# ArrayList sortieren



## njoerd (17. Apr 2007)

Also ich habe folgendes Problem.
Ich habe in einer Arrayliste koordinaten Paare gespeicher, jetzt möchte ich diese im kreis anorden, dazu bestimme ich ganz einfach welches der 2 zu vergleichenden koordinaren links und welches rechts liegt.
Dazu habe ich den java.util.Comparator überlager(heißt das so?) so weit funktioniert das jetzt auch, aber leider ist jetzt nicht garantiert das das letze und das Erste element in meiner ArrayListe auch der Bedingung von links und rechts genügen. Hat wer eine Idee oder hinweis für einen Sortieralgorithmus  der auch das letzte mit dem ersten Element überprüft und ggf. vertauscht?.

grüße aus dem sonnigen Wien und lg


----------



## WieselAc (17. Apr 2007)

Also ein vernünftiger Algorithmus vergleicht immer alles so, dass das Ergebniss stimmt. 

Was benutzt du denn zum Sortieren? Was Selbstgeschriebenes?

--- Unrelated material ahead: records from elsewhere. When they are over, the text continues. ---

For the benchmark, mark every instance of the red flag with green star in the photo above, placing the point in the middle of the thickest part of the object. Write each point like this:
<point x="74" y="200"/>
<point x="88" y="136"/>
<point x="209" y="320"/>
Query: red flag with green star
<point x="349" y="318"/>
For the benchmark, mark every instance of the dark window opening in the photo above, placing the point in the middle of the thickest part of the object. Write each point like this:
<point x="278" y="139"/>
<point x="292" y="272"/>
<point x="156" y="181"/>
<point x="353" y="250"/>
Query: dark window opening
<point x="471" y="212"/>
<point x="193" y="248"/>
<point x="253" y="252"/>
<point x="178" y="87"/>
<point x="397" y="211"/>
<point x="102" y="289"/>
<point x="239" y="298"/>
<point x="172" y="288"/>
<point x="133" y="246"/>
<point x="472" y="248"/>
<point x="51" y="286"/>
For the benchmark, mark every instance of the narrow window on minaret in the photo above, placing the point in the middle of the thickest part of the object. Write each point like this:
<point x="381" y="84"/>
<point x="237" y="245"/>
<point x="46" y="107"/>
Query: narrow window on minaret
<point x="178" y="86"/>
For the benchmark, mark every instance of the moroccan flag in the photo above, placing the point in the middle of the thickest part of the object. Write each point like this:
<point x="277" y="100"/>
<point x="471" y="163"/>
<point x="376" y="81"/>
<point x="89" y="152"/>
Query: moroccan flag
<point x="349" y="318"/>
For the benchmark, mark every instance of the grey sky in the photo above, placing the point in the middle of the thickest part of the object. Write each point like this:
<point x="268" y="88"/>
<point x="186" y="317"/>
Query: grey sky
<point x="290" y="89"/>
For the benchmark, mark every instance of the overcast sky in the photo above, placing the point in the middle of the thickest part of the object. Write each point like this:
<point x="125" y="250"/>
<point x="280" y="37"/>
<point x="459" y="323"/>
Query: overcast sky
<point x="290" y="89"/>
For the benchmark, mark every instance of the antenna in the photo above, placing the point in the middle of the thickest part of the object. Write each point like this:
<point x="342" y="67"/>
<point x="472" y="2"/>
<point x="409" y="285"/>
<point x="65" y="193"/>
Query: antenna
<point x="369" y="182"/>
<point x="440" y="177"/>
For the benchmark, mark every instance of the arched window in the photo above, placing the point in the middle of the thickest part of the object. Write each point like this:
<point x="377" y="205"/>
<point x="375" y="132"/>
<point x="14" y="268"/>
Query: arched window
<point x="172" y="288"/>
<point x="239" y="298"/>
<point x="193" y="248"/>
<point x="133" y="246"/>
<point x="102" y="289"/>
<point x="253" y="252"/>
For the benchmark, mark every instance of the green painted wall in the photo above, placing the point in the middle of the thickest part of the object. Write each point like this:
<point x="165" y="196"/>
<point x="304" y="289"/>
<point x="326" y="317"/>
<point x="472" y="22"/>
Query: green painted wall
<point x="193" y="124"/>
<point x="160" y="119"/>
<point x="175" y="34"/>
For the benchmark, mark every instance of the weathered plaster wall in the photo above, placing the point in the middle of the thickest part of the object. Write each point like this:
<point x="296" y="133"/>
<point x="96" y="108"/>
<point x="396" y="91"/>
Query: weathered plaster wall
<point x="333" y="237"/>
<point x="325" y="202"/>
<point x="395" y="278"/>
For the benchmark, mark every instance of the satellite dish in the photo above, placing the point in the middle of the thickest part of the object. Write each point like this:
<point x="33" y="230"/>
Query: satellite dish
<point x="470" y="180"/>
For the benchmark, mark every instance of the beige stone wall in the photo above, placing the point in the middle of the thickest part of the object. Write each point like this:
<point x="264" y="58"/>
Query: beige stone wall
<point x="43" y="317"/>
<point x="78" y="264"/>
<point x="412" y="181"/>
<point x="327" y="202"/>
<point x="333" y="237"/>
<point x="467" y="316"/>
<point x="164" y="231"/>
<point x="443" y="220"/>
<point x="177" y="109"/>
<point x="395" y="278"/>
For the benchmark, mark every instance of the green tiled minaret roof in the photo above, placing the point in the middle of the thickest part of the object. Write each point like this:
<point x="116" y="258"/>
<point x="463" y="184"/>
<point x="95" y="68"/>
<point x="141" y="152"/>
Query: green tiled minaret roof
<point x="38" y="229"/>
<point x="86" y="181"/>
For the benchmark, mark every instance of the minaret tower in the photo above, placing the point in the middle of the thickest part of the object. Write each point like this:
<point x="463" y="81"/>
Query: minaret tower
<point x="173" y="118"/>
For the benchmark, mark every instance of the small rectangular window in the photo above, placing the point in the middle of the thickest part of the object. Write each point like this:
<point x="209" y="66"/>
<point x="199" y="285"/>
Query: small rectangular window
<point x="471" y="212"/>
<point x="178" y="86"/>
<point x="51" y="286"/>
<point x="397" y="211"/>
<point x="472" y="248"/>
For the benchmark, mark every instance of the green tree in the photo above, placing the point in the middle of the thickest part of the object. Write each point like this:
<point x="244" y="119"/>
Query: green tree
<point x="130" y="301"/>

Oder eine Java eigene Methode?

Poste am besten auch mal deine compare-Methode oder noch besser ein kleines Beispiel.


----------



## njoerd (17. Apr 2007)

Also in meiner Liste habe ich die Punkte P_1 bis P_n
P_0 ist mein "zentrum", jetzt möchte ich diese dem winkel nach sortiert haben, winkel sind aber schlecht,(zu ungenau für meine zwecke) Eigentlich genügt mir die aussage ob P2, links oder rechts von der gerade p1,p0 liegt, wenn links dann passt das wenn rechts dann muss man p1 mit p2 tauschen. Das funktioniert auch nur ist wenn ich das mit 
	
	
	
	





```
java.util.Collections.sort
```
 mache dann ist nicht garantiert das das das auch mit dem ersten und dem letzten Element gemacht wird. ich brauche das aber.

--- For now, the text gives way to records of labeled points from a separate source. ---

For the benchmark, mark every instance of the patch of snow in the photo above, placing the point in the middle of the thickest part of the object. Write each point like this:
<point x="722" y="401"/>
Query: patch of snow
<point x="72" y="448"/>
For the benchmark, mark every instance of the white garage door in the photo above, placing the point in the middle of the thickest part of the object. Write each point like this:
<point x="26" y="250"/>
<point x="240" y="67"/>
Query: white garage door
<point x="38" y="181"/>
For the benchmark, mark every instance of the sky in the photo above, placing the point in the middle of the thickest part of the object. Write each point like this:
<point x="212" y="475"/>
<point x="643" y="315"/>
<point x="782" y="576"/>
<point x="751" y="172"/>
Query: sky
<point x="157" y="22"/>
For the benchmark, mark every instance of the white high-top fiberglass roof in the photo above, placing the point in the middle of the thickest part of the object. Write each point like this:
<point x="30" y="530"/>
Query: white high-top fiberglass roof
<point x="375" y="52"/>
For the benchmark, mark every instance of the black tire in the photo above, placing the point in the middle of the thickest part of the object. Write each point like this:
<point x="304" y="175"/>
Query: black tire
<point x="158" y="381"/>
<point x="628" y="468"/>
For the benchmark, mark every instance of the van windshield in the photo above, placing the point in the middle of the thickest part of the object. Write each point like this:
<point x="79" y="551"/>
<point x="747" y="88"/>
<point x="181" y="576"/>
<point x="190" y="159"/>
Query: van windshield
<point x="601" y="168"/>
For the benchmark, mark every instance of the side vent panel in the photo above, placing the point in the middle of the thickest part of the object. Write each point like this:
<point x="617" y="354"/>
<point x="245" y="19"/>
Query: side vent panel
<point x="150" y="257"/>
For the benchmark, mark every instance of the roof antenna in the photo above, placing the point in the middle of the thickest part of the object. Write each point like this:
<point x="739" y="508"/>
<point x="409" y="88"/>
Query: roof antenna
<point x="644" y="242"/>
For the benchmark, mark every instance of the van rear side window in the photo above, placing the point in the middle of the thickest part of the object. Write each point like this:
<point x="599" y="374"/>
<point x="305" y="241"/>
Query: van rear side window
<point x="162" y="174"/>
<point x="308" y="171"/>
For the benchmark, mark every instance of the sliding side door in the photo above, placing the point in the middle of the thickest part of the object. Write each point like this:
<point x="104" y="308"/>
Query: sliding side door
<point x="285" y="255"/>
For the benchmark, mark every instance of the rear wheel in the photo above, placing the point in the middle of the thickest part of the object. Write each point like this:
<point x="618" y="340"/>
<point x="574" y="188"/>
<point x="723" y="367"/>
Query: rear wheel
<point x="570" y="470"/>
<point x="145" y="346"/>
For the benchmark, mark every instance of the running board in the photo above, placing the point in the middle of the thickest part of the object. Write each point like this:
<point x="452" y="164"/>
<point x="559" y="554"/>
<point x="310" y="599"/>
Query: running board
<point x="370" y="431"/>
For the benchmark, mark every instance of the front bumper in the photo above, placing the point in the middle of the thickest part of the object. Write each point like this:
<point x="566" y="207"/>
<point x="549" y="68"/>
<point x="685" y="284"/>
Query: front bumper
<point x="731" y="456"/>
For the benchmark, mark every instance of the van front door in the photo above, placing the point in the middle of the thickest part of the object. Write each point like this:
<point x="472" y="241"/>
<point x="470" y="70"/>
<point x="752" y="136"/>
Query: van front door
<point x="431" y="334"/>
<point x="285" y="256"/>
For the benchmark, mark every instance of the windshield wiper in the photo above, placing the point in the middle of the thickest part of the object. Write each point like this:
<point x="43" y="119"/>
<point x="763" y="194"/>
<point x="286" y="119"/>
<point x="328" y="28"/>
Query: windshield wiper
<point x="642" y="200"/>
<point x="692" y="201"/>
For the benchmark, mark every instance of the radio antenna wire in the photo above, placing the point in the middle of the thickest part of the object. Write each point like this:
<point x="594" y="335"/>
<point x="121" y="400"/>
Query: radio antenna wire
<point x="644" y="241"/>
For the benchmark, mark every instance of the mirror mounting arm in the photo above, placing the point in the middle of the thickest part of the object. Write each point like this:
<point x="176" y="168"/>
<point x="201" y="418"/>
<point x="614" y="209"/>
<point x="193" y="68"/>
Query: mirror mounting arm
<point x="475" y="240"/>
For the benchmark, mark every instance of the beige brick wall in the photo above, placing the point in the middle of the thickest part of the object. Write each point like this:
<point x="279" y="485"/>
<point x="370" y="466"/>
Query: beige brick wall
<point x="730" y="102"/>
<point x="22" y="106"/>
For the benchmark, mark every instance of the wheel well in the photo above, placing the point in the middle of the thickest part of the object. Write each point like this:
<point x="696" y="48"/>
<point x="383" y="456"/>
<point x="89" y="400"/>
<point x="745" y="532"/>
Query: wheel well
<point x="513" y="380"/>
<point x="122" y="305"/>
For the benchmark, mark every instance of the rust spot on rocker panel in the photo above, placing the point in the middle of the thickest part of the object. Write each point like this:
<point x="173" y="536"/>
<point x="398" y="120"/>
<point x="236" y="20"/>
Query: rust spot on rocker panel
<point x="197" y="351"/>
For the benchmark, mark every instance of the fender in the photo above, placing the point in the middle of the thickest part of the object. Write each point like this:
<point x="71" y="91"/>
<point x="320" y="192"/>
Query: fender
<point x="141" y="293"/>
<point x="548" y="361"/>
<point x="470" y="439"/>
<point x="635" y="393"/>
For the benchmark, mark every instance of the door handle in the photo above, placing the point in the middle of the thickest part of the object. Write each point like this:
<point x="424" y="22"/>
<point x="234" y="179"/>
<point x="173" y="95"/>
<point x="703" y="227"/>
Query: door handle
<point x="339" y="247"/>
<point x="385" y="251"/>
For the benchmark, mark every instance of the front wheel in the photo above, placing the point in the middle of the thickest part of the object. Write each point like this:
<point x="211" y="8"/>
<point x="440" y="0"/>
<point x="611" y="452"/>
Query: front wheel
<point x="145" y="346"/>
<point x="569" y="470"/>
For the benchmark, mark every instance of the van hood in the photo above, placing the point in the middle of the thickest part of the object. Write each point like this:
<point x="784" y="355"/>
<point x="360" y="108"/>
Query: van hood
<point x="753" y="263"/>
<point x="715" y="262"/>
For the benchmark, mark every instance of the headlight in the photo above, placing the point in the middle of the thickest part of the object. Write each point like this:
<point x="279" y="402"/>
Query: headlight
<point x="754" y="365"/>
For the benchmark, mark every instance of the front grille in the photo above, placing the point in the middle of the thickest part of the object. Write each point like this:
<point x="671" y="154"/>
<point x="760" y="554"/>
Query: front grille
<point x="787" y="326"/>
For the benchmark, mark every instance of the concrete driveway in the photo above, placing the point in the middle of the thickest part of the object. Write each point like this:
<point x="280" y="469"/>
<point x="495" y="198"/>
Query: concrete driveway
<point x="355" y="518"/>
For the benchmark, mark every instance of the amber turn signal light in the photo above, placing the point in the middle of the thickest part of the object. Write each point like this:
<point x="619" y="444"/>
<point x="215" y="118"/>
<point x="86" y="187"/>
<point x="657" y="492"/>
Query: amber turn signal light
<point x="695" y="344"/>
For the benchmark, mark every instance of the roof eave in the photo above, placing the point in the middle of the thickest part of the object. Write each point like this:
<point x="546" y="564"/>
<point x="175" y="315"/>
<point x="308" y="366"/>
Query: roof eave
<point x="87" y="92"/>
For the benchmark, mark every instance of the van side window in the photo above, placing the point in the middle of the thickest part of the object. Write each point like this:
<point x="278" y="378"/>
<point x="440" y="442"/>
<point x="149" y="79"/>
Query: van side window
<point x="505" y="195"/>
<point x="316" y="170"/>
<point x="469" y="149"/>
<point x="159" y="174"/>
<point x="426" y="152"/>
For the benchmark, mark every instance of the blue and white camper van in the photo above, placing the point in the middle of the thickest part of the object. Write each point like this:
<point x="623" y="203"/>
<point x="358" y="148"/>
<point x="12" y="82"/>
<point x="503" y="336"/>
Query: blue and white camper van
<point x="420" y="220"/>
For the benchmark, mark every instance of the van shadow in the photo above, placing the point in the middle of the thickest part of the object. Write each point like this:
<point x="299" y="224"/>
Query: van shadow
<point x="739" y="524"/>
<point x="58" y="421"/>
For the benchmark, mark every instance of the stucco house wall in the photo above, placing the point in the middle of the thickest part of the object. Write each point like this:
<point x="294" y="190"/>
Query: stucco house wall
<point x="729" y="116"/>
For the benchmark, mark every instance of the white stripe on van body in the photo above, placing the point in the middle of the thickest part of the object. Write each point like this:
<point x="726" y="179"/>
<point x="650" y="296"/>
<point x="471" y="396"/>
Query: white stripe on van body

Zum vergleichen hab ich den 
	
	
	
	





```
java.util.Comparator
```
 überlagert


ein kleine Grafik
	

	
	
		
		

		
			





Ich hoffe man versteht was ich will


----------



## bygones (17. Apr 2007)

Die ansaetze soweit ich sie seh hier sind schon richtig. eine collection am einfachsten ueber Collections.sort sortieren lassen (siehe FAQ beitrag). Den Comparator brauchst du dann wenn die Objekte a) kein eigene definierte Ordnung haben oder b) du eine andere als die natuerliche Ordnung haben willst



			
				njoerd hat gesagt.:
			
		

> mache dann ist nicht garantiert das das das auch mit dem ersten und dem letzten Element gemacht wird.


das versteh ich nicht... es werden beim sortieren im grunde alle elemente vergleicht, also auch das erste und das letzte...


----------



## Guest (17. Apr 2007)

das erste und das letzte werden schon irgendwann verglichen, aber nicht das erste mit dem letzten und das ist mein  problem. Der Sortieralgorithmus müsste im "kreis" sortieren, also wenn er am ende ist wieder am anfang anfangen bis die ordnung wie gewünscht ist


----------



## bygones (17. Apr 2007)

Anonymous hat gesagt.:
			
		

> das erste und das letzte werden schon irgendwann verglichen, aber nicht das erste mit dem letzten und das ist mein  problem. Der Sortieralgorithmus müsste im "kreis" sortieren, also wenn er am ende ist wieder am anfang anfangen bis die ordnung wie gewünscht ist


oeh... das momentan fehlende mittagsessen mag meine gedanken kraft trueben, aber sortierer suchen der reihe nach das kleinste elemente aus der liste...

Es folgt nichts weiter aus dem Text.